Mais ils font face à des réseaux de trafiquants très bien organisés, estime Asan Kasingye, directeur du bureau d'Interpol à Kampala.

«Au lieu de prendre dix filles, ils vont en prendre une par semaine, et si à l'aéroport l'une d'elle va en Malaisie, elle aura des documents disant qu'elle part pour des études», explique M. Kasingye.

L'Ouganda n'est qu'un pays parmi d'autres en Afrique sub-saharienne touchés par ce trafic d'êtres humains.

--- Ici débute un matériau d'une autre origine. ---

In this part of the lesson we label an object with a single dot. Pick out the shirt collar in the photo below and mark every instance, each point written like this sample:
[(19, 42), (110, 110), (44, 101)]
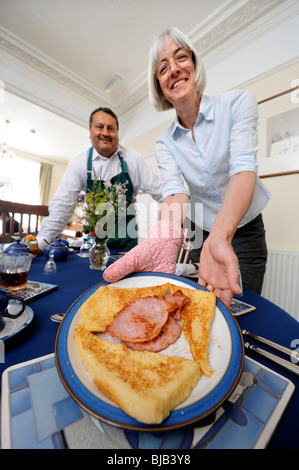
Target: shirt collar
[(206, 111), (95, 154)]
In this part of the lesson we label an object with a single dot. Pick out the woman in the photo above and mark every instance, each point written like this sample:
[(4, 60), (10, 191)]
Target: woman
[(213, 144)]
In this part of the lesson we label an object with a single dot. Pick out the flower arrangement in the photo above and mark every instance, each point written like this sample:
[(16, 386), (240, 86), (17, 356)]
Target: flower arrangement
[(99, 209)]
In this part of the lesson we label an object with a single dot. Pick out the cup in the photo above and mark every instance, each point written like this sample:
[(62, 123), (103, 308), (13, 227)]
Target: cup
[(5, 299), (14, 271)]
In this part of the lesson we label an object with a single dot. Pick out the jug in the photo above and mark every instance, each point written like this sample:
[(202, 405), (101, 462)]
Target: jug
[(15, 262), (5, 298), (60, 248)]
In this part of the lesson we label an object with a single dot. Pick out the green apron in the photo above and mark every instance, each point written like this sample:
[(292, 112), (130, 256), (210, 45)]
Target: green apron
[(125, 242)]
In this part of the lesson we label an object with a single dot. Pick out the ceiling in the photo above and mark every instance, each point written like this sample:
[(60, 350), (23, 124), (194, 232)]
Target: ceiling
[(66, 51)]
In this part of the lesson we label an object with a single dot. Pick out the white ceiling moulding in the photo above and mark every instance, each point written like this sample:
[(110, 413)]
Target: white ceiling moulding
[(234, 24), (239, 25)]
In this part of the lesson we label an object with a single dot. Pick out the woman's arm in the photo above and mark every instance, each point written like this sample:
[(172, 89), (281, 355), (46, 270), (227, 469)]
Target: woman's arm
[(219, 265)]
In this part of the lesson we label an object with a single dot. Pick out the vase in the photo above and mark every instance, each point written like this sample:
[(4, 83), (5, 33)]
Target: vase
[(99, 254)]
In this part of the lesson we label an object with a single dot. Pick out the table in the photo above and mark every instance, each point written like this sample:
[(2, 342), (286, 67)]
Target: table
[(74, 278)]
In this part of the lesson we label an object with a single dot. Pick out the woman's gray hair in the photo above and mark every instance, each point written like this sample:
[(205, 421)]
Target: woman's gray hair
[(155, 92)]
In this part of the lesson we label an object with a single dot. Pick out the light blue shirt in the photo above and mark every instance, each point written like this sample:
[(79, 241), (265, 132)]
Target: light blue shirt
[(225, 143)]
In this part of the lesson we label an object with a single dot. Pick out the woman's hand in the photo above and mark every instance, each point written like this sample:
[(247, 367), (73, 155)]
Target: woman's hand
[(219, 266)]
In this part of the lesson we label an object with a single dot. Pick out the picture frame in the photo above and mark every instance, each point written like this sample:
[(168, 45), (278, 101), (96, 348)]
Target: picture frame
[(278, 130)]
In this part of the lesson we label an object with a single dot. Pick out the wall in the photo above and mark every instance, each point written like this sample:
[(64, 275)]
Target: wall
[(282, 227), (281, 221)]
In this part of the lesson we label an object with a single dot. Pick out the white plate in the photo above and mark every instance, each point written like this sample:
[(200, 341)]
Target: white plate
[(225, 354), (14, 326)]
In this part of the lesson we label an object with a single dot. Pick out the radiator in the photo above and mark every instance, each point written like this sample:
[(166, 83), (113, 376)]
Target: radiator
[(281, 282)]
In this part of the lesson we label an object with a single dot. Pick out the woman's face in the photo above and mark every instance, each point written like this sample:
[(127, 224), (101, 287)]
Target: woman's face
[(179, 84)]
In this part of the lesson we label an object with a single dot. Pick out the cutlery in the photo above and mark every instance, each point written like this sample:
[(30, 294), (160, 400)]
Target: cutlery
[(57, 317), (278, 360), (278, 347)]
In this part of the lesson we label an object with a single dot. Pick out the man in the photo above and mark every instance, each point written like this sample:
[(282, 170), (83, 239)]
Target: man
[(111, 162)]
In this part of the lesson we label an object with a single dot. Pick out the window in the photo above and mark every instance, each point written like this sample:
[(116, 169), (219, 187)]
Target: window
[(19, 180)]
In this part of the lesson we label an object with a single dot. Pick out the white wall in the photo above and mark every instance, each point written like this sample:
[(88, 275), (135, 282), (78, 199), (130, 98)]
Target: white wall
[(266, 54)]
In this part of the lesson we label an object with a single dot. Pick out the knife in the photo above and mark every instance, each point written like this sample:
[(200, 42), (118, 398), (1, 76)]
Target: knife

Stella, elle, a finalement pu rentrer chez elle, mais elle restera marquée à vie. Après avoir tenté de trouver un moyen de fuir la Chine, ses ravisseurs l'ont mise dans un avion pour la Malaisie, où elle devait être récupérée. Mais à l'aéroport de Kuala Lumpur, elle a été arrêtée par les responsables de l'immigration. Durant ses plusieurs mois de détention, elle a fait une fausse couche. Et a apprit qu'elle était séropositive.

«Je veux retrouver ces gens et les faire mettre en prison pour le reste de leur vie, parce qu'à cause d'eux, je suis malade. Mais je dois aussi prendre soin de mon fils et de ma mère», dit-elle.